Active application, process and window service resources are operated by 4 elements below.

  • MonitorInterval
    Monitors the resource with interval set value. (Default Value=10sec)

  • MonitorTimeout
    If there is no reply as much as the set value, it is considered as a failure. (Default Value=10sec)

  • RestartLimit
    It will restart the application resource as the set value. (Default Value=0)

  • OnlieTrustTime
    It re-sets the time of number of resource restarting number.It is the time to reset the frequency of the resource to restart. (Default Value=600sec)
    Attributes above are the set value of the registered being added the resource, and users can check or change the values through Resource Attribute view of MCCS console. 


    [Figure] Resource attribute value Edit

  1. MCCS periodically monitors the resources referring  'MonitorInterval'.

  2. If there is no response as the time set in 'MonitorTimeout', it is considered as a failure.

  3. If there are no response after sending the command as the number set in 'RestartLimit', MCCS will failover the group which resource belongs to.

  4. If the resource stays in normal state within the time limit set by 'OnlineTrustTime'. MCCS will initialize the attribute value of 'RestartLimit'. This is to ensure restart number when failure occurs in a resource.

  5. If there is a failover due to a failure in the resource, server operator checks on the problem and put it back to normal.

  6. In the MCCS web console, a user can see where the trouble occurs. After a user checks the trouble area, they must remove the Trouble sign, so that the failover function can be activated again. 

  7. After checking on the mirror role of two servers when server with the failure is rebooted, switch the server with the failure as replication target and proceed partial resync.
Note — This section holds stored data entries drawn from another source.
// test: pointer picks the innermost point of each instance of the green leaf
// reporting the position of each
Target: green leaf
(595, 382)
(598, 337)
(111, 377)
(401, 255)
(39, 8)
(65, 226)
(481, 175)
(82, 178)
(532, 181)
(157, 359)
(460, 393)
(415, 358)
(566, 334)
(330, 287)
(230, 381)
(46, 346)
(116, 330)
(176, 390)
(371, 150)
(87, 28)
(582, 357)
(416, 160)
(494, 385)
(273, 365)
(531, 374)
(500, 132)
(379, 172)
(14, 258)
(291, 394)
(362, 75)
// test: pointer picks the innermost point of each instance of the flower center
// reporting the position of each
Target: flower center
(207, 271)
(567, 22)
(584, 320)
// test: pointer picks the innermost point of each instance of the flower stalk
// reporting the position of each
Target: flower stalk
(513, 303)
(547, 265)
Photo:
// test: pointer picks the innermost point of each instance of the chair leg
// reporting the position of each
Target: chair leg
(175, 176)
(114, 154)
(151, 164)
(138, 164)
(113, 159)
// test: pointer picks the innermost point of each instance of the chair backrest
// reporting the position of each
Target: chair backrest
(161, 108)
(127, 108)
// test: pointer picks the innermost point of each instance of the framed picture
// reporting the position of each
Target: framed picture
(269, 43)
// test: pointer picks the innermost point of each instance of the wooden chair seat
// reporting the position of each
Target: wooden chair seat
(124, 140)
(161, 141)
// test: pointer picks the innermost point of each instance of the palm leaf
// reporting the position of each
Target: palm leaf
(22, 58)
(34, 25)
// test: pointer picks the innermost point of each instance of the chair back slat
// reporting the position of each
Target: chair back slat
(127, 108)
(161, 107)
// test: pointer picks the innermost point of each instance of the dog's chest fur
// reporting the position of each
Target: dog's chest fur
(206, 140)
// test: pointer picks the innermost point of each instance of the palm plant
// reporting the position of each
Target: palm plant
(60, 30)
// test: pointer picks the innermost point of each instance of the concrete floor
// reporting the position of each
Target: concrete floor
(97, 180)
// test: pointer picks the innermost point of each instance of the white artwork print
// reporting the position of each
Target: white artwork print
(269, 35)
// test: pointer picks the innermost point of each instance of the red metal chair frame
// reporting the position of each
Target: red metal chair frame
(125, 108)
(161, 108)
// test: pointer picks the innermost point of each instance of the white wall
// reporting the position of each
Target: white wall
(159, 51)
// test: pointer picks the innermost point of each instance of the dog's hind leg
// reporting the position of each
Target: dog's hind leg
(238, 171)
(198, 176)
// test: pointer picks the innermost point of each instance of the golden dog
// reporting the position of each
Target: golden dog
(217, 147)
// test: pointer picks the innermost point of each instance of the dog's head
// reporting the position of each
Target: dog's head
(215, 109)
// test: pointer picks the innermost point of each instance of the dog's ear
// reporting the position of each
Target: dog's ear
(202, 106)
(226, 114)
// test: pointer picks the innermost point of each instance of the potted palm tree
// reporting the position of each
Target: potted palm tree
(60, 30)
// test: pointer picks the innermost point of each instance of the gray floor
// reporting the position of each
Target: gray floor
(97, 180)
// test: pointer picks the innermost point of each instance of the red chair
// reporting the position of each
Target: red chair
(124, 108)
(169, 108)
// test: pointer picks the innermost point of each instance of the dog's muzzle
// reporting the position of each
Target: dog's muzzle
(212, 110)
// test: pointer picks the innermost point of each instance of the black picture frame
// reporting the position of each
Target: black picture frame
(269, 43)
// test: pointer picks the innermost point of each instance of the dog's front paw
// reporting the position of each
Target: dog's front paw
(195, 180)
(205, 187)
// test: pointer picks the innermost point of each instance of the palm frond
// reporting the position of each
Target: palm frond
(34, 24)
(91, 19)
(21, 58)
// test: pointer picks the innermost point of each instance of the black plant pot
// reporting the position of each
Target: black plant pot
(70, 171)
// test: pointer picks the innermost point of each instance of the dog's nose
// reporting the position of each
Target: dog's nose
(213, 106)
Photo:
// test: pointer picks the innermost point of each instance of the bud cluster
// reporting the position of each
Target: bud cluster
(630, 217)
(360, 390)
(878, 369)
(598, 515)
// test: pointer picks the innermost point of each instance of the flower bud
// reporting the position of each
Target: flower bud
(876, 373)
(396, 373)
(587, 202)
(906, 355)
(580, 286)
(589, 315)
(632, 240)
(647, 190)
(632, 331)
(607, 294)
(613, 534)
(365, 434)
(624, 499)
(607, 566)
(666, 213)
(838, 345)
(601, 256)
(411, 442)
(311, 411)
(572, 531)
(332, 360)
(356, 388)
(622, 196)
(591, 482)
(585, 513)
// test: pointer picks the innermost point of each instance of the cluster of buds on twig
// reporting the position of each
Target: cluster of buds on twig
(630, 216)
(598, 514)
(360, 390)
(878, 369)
    [Figure] Failure in Resource Clear

Network Failure

Network failure happens when network connection has problem, such as network switch or network interface card is broken or disconnection in network cable, or ping timeout of some network and so on.

※ Since MCCS license referenced to MAC address, license should be reissued if there is a change in network interface card.

  • Service Network Failure

    If failure occurs in service network of active server, the fault mark will be shown on the network interface card resource or IP address of the node in MCCS web console, and will failover to the standby server.


    [Figure] Failure in Network Interface Card

     

  1. In the MCCS web console, you can check in which part of service network, trouble has occurred.

  2. MCCS checks network cable disconnection of server where network failure occurred, and whether ping timeout occurs from network.

  3. If IP address resource is the cause of the failure, user should check on the network switch or network interface card.
    When physical parts related to network is back to normal, select 'Clear Fault' from the MCCS console and remove fault mark in order to re-enable the failover function. 

  4. If you want the sign of failures to be removed automatically, enter a positive number in AutoFaultClearTime of the group attribute.